Already growing at a steady clip before the pandemic, Raven has hit another level in the past three years.
Since 2020, the Kitchissippi-based firm’s revenues have increased fivefold and its headcount has tripled to 60. Raven’s customers now include global brands such as Coca-Cola, Michelin and Walmart.
Still, Cloake sees plenty of room for growth.
The McGill University grad says many manufacturers continue to rely on old-school techniques to determine whether resources are being used effectively, such as managers pacing the shop floor or entering data into clunky spreadsheets – processes that can take weeks or longer to generate any meaningful insights.
But as more and more consumers demand next-day delivery of customized products, those timelines no longer cut it, Cloake says.
Shifting consumer preferences, along with labour shortages and supply chain disruptions triggered by the pandemic, have only ratcheted up the pressure on manufacturers to become as efficient as possible, he explains.
“All of these methods that relied on instinct, ‘management by walking around’, engineers and managers playing with Excel to figure out what’s happening, aren’t working as well,” Cloake says. “For the last 20 years, manufacturers have struggled to drive improvement at their plants, and it’s getting harder and harder.”
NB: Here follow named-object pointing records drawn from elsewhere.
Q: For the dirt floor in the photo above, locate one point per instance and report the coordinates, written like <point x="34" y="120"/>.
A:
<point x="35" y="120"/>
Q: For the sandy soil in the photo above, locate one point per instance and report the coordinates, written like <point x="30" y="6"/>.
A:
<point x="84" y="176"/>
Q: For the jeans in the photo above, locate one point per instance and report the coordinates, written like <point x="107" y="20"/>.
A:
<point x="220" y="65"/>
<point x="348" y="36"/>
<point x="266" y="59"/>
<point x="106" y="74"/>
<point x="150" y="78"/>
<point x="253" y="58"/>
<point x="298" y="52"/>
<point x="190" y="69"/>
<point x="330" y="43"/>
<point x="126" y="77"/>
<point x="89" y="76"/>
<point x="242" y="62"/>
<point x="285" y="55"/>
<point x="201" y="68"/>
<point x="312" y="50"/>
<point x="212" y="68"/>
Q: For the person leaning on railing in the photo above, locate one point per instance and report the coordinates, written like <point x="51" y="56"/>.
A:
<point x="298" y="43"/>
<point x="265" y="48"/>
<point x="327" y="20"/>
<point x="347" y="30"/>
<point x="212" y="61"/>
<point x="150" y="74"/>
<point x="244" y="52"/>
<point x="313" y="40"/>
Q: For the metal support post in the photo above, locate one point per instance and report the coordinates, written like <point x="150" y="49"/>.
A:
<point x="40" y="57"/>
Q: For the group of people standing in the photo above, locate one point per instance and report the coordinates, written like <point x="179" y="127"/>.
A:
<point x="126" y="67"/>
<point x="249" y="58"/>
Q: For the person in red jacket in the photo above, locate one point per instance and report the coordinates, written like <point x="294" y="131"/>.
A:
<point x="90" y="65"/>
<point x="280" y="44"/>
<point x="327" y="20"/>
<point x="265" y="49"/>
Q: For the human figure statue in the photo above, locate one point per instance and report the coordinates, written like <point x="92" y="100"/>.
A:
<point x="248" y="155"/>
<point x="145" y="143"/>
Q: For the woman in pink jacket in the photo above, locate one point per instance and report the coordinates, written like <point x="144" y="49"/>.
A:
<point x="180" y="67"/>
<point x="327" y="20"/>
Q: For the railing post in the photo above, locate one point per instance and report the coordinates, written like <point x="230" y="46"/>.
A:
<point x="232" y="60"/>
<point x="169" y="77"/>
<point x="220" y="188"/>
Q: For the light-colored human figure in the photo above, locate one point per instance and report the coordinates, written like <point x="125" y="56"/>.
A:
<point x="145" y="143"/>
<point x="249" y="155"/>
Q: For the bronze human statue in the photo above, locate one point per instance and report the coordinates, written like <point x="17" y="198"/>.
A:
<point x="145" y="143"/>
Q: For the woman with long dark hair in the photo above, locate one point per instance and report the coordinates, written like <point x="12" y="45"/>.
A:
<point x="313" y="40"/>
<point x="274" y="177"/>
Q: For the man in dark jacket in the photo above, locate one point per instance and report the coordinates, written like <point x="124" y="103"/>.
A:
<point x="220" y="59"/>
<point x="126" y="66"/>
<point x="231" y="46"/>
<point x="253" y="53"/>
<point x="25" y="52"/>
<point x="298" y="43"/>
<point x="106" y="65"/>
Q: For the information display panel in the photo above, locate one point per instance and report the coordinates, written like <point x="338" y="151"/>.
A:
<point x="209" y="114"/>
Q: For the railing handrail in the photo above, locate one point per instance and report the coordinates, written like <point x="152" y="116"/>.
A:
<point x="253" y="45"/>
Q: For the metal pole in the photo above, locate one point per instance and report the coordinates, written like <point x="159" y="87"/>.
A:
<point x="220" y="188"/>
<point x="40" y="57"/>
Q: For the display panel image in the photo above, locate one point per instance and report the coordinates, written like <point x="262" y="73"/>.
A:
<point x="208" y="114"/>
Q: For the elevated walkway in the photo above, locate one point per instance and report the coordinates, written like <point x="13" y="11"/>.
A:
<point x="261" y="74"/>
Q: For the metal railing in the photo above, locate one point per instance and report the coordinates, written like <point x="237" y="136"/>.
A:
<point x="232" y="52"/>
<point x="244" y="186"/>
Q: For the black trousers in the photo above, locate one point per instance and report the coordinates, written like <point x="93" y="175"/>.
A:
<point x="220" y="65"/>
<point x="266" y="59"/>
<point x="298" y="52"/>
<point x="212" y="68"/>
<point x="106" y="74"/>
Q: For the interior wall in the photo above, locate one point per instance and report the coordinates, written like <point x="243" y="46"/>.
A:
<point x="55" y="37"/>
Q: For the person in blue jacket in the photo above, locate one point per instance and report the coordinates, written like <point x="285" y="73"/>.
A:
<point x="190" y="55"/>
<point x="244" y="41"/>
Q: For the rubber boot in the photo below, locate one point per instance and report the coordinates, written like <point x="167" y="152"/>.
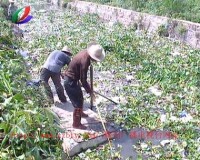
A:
<point x="77" y="119"/>
<point x="84" y="115"/>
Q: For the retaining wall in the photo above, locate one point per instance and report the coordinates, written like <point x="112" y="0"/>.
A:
<point x="184" y="31"/>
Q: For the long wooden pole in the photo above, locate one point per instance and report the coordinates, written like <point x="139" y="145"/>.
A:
<point x="91" y="84"/>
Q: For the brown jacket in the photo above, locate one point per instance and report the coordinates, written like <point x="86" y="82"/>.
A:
<point x="78" y="68"/>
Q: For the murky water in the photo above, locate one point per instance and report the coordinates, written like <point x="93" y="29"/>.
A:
<point x="127" y="140"/>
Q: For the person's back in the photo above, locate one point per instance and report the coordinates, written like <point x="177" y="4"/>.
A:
<point x="52" y="69"/>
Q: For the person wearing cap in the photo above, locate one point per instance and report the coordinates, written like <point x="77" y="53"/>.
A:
<point x="77" y="71"/>
<point x="52" y="69"/>
<point x="12" y="8"/>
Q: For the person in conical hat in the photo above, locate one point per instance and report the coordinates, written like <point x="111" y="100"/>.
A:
<point x="77" y="71"/>
<point x="52" y="69"/>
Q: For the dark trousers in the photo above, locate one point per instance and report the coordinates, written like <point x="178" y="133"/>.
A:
<point x="44" y="77"/>
<point x="74" y="92"/>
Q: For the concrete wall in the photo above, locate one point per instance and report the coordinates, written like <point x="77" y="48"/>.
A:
<point x="184" y="31"/>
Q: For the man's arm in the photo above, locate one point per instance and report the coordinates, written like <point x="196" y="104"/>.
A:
<point x="83" y="78"/>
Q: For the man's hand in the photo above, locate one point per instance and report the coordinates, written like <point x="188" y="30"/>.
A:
<point x="62" y="75"/>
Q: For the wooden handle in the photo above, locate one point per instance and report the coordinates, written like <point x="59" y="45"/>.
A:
<point x="91" y="84"/>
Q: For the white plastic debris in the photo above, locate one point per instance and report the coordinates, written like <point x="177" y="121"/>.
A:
<point x="143" y="145"/>
<point x="187" y="118"/>
<point x="165" y="142"/>
<point x="129" y="78"/>
<point x="163" y="118"/>
<point x="155" y="90"/>
<point x="176" y="53"/>
<point x="173" y="118"/>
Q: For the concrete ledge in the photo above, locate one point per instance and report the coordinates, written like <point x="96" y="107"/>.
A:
<point x="184" y="31"/>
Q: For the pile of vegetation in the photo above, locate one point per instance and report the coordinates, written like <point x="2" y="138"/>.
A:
<point x="179" y="9"/>
<point x="24" y="113"/>
<point x="170" y="68"/>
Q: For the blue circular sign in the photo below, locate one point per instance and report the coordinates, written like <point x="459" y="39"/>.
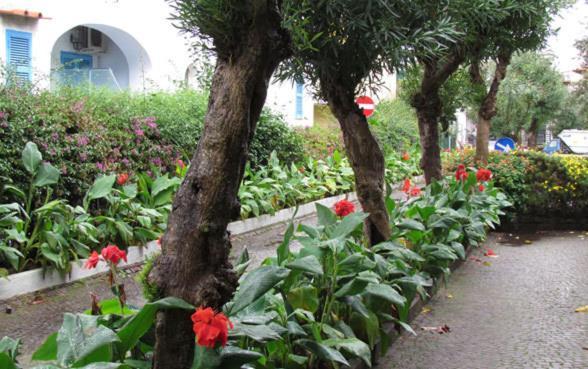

Cloake cites one client that discovered after using Raven’s software that broken machines were sometimes sitting idle for hours while workers waited for crews to repair them. The company realized significant cost savings after tightening up its maintenance timelines – “a problem that was relatively mundane but had huge return,” he says.
Raven currently has fewer than 100 customers, but that number is poised to grow. Last week, the firm announced it raised US$12.5 million in funding from a group of investors that included foreign VCs as well as Export Development Canada, Ottawa-based Celtic House Venture Partners and prominent local angel investors such as Shopify’s Tobi Lütke and former Cognos CEO Rob Ashe.
The firm plans to use the fresh capital to expand into new markets and keep building out its tech stack. Cloake says that as manufacturers increasingly adopt technologies such as analytics software and robotic equipment, Raven’s products will become even more of a must-have.
“It’s not going to be the best algorithms that win, it’s going to be who has the best data,” he says. “You can have the best algorithm, but if your data is not good enough to extract (useful) insights, you’re going to be pointed in the wrong direction.”
The company is also branching out into new verticals. It worked with a hospital in Nova Scotia earlier in the pandemic and is garnering interest from players in the logistics space that are eager to get merchandise into customers’ hands faster.
“We’re excited about what we’re doing and how it’s applicable beyond manufacturing,” Cloake says. “The need to improve efficiency is not going anywhere. If anything, it’s increasing.”